But the humans need to go through the Muir Woods in order to get to a hydroelectric dam that could restore electricity to the city. After convincing Dreyfus to give him three days to go into the woods and try to get the job done, Malcolm assembles a team - which, unfortunately, must include Carver as he has the knowledge that will get the dam up and running again - and returns to the woods, where he negotiates a truce with Caesar that almost immediately goes awry when Carver is discovered to have secretly brought in a gun and attacks Caesar's newborn. Carver is exiled while the rest of the group is reconciled with the apes, but unbeknownst to Caesar his second in command, Koba (Toby Kebbell), who has a deep hatred for humans due to his experiences as a lab test animal, has a plan to undermine the fragile peace between apes and humans. After undertaking a secret mission to the human stronghold and stealing a rifle, Koba returns to the apes' home and unfolds a false flag plot that allows him to rally the apes to follow him and attack the human settlement. The apes loyal to Caesar, including Maurice (Karin Konoval) and Rocket (Terry Notary) are imprisoned, while Blue Eyes finds himself an increasingly reluctant follower of the new leader of the apes. But while Caesar is down, he's not quite out, and Koba will find himself fighting more than just a battle against humans.
With a screenplay credited to Rick Jaffa and Amanda Silver (who together wrote Rise of the Planet of the Apes) and Mark Bomback, Dawn of the Planet of the Apes builds nicely on the characterizations and events set up in its predecessor. It tells a story which is grounded firmly in what has already been established - Caesar has conflicted feelings for humans because he had experiences with good ones as well as bad, while Koba's feelings are purely negative as he has experienced nothing but the worst of humans - and expands upon it, creating a rich community of characters and inter-relationships that provides the film with an emotional core. As in Rise, the human characters are, for the most part, not as well-developed as the ape characters, however, the film does a good job at drawing parallels between Caesar and Malcolm, who are both ultimately acting in ways that are meant to safeguard their families and ensure their futures. Both hope that a lasting peace can be created between the mutually suspicious sides, and both find their positions undercut by colleagues who are able to use fear and anger to convince others to forgo negotiation and cooperation in favor of violence. The film ends on a deeply somber note, but it earns that ending through the amount of work it puts into developing the story and its stakes.

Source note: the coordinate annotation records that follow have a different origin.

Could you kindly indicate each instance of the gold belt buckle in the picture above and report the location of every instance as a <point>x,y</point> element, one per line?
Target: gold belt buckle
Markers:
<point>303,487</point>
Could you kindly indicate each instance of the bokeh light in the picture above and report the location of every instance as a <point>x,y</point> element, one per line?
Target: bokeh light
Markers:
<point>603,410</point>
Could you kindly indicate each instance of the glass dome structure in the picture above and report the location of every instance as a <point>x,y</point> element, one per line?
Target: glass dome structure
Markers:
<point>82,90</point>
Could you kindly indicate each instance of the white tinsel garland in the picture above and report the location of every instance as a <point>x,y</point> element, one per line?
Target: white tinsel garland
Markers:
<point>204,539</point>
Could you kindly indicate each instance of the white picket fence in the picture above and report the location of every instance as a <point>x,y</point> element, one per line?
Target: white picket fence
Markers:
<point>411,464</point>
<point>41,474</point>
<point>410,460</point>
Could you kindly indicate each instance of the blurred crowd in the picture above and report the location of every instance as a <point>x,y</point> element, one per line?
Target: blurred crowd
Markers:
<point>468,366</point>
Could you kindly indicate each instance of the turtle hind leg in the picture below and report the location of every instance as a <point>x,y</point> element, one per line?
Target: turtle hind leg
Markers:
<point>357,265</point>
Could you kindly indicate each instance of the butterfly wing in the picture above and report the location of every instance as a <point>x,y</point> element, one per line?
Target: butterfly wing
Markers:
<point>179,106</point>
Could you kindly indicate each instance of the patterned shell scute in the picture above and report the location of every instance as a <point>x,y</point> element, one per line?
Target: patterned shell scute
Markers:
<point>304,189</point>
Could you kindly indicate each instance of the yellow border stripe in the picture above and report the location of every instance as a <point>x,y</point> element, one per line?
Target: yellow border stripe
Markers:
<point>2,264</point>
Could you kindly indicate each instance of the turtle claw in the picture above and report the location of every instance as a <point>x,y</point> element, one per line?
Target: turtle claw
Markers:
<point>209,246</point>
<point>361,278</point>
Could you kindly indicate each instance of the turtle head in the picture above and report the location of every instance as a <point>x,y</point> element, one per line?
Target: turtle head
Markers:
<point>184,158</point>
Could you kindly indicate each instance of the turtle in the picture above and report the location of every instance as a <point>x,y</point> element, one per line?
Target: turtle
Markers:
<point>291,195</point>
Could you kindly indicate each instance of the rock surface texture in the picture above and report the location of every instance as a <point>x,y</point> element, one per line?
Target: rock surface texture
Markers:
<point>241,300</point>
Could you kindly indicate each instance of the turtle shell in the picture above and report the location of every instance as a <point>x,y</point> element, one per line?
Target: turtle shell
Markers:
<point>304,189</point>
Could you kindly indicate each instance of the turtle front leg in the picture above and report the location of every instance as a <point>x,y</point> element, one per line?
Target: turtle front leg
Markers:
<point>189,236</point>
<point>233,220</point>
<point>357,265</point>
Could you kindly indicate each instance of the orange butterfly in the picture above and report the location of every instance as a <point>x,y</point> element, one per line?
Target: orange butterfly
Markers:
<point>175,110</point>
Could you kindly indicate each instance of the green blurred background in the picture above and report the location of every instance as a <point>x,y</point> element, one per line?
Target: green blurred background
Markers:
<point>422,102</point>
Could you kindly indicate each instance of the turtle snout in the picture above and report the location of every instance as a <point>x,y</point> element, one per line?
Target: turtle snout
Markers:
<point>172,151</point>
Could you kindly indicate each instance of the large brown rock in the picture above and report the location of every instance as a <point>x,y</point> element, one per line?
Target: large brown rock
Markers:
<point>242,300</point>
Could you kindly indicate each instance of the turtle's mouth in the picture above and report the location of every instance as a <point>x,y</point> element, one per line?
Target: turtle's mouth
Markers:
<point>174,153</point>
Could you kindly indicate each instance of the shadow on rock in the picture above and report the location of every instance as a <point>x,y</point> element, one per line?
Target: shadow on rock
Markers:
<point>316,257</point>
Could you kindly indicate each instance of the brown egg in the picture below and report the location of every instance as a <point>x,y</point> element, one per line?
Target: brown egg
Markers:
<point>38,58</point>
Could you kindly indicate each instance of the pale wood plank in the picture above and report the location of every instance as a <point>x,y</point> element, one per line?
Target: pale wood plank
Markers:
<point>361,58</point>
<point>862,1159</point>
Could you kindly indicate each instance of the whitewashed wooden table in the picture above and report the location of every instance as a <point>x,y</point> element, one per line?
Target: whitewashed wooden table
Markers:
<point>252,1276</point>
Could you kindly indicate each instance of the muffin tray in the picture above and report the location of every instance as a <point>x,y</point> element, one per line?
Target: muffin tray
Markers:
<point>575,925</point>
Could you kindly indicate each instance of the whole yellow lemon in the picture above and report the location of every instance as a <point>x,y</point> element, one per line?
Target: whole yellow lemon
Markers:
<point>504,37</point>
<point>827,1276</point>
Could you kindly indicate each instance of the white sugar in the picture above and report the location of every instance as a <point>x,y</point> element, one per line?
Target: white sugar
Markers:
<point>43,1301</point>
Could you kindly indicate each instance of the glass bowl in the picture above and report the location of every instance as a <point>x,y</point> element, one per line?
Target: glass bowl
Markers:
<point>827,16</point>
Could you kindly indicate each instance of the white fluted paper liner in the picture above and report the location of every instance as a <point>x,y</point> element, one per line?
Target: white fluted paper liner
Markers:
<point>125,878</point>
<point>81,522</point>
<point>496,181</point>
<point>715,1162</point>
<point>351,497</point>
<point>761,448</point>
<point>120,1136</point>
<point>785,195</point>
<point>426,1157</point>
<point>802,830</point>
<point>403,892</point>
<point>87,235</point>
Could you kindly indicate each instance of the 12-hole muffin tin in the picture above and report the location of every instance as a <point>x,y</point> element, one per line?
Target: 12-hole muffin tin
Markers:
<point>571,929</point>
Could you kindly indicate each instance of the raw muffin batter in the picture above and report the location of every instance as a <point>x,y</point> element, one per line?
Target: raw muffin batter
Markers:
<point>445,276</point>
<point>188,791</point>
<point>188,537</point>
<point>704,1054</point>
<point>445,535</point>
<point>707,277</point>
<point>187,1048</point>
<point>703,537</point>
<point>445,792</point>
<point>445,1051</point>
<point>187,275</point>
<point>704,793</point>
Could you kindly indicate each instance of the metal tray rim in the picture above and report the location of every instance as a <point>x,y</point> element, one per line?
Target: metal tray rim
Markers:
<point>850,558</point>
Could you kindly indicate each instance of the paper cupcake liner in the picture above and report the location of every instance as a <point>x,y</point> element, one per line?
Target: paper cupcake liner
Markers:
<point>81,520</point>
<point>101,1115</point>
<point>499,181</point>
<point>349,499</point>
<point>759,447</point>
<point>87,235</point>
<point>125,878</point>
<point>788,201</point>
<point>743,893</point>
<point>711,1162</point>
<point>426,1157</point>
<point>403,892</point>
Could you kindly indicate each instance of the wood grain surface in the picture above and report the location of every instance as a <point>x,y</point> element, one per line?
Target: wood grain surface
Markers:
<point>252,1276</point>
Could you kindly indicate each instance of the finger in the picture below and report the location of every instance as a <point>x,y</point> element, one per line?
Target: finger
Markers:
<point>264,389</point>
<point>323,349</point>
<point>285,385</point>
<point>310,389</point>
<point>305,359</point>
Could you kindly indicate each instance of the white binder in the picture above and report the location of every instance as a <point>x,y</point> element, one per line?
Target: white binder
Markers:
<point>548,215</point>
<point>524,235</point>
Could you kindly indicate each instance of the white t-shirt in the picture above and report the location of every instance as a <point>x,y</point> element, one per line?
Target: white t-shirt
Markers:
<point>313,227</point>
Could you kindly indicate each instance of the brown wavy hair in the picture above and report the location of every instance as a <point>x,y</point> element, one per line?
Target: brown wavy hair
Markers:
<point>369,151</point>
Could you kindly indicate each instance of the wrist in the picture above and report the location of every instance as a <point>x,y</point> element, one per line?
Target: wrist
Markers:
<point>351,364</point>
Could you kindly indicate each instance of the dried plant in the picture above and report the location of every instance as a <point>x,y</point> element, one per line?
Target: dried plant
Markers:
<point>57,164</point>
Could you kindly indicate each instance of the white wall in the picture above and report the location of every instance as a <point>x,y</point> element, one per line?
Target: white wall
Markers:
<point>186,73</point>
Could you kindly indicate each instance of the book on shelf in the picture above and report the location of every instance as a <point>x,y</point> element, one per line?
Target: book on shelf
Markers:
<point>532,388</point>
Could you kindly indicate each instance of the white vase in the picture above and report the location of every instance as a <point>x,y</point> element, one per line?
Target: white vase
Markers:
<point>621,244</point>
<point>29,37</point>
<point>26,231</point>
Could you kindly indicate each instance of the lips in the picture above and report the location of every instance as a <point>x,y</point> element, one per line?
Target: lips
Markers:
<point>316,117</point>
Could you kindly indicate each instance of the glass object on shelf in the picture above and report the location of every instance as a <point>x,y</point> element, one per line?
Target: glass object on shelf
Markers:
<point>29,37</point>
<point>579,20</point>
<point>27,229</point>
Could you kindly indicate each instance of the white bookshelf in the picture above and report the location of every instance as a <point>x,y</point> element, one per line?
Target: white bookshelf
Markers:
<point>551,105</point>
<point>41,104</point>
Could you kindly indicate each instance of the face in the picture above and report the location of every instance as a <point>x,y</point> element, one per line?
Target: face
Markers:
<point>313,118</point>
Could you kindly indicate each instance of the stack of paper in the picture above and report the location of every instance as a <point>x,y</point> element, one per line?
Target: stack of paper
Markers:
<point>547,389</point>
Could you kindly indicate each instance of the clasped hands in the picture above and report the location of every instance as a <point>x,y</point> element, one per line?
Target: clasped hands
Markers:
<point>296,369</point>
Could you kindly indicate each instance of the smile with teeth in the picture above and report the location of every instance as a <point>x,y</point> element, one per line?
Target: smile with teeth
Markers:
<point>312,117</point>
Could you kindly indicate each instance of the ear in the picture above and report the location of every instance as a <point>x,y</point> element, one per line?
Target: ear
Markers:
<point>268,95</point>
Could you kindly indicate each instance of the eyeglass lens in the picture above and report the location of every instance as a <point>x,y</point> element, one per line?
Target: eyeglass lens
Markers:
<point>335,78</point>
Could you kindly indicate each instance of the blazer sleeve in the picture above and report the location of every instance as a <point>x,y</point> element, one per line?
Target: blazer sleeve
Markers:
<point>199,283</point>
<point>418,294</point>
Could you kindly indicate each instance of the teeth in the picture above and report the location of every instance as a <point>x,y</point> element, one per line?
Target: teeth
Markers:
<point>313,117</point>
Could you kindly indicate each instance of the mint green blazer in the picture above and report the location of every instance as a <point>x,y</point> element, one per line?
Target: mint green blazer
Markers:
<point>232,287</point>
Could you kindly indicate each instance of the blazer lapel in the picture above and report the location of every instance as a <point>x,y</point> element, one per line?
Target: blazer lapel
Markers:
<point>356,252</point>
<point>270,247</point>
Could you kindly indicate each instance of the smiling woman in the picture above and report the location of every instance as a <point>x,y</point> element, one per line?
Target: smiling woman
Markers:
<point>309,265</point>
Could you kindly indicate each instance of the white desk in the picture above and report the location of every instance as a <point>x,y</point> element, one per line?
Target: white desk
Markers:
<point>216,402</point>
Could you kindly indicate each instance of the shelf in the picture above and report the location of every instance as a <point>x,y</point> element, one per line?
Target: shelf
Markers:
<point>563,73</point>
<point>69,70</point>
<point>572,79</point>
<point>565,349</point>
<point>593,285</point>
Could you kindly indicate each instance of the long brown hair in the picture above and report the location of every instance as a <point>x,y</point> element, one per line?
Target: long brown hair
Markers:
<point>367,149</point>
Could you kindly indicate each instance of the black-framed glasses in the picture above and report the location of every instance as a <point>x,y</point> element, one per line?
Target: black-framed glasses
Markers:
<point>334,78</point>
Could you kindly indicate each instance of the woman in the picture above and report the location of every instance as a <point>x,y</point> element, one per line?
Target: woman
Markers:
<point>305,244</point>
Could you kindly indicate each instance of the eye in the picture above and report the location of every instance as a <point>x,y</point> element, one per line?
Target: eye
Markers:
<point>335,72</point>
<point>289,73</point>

The visual effects work in Dawn of the Planet of the Apes (which just made the shortlist for AMPAS' Best Visual Effects category) is marvelous, even better than it was in Rise. The apes, particularly Serkis' Caesar, are even more expressive and rendered in a way that allows the line between human characters and ape characters to be blurred, and which allows the performances by the actors playing the apes to come through the technology in an unobstructed way. There's apparently been a push for Serkis as a contender for Best Supporting Actor and, though I don't think the performance is in any way a "supporting" one, if ever a motion capture performance had a chance of securing an Oscar nomination, it's this one. Serkis (as well as Kebbell as Koba) gives a performance which transcends the technology that surrounds it and certainly deserves consideration.